# Entpacken auf dem Server



## cantafunk (15. März 2004)

Kleine Frage,
weiß jemand ob man auch *.zip oder *.rar files auf éinem server entpacken kann,  wenn ja wie es funktioniert. ich frage deshalb, weil mir es oft zu lange dauert wenn ich sehr viele daten hochladen muss!


----------



## deckel (15. März 2004)

Was ist auf dem Server drauf?
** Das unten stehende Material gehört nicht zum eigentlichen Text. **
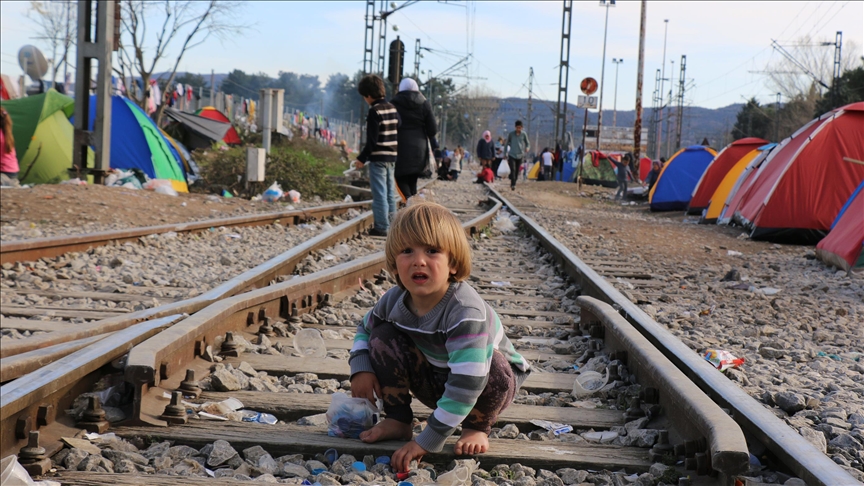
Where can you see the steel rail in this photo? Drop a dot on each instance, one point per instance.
(803, 459)
(43, 389)
(36, 248)
(256, 277)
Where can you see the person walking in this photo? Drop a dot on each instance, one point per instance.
(8, 158)
(547, 159)
(499, 155)
(623, 167)
(517, 146)
(416, 133)
(382, 145)
(486, 149)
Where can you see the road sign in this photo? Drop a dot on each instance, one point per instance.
(588, 86)
(586, 102)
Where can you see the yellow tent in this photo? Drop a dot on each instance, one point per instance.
(718, 199)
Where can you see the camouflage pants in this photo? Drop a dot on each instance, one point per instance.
(402, 369)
Linux oder windows das sollte man schon wissen


----------



## cantafunk (15. März 2004)

linux


----------



## Dominik Haubrich (16. März 2004)

Grundvoraussetzung ist, dass auf dem Webserver ein Programm wie "tar" oder "unzip" installiert ist, das ist bei 95% der Linux-Server der Fall. Das Hauptproblem ist aber, dass Du einen Shell-Zugang zum Server brauchst, das heisst Du musst die Möglichkeit haben, dem Server über die Konsole / die Eingabeaufforderung Befehle zu geben. So einen Shell-Zugang gibt es sehr selten bei Shared-Webhosting Paketen. 
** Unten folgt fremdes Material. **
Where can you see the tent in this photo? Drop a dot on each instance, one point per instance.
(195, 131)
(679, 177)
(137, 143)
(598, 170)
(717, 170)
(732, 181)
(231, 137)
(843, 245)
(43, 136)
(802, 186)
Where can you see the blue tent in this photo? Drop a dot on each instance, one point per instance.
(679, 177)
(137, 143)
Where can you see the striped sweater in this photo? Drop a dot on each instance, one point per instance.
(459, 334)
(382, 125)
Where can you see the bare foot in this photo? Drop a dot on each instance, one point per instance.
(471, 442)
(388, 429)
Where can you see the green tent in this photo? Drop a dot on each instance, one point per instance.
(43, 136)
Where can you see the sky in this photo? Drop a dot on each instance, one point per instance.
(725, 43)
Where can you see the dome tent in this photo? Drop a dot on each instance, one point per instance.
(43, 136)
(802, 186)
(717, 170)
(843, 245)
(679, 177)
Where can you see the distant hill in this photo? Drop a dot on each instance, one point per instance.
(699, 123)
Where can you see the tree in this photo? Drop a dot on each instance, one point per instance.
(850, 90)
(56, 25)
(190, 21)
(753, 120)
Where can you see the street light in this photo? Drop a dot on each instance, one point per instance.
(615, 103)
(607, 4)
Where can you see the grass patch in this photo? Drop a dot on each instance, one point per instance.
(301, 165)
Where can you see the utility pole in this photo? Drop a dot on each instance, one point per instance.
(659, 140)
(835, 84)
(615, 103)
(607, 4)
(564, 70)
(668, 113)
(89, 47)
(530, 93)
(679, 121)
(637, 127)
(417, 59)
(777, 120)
Die Notlösung ist, dass Du diese Befehle durch ein speziell angepasstes Skript (z.b. geschrieben in Perl oder PHP) dem Webserver übermittelst, aber da fragst Du besser in unserem PHP- oder Perl/CGI-Forum nach, was Du genau zusammencoden musst 

Wenn der Webspace keine eigenen CGIs unterstützt, hast Du gar keine Chance


----------



## cantafunk (16. März 2004)

naja, das hat sich dann wohl erledigt, denn ne shell hab ich leider keine. und extra nen script programmieren oder danach suchen muss auch nicht sein. 
dann lad ich einfach all meine sachen so hoch.
trotzdem danke für deine mühe.

gruss
canta


----------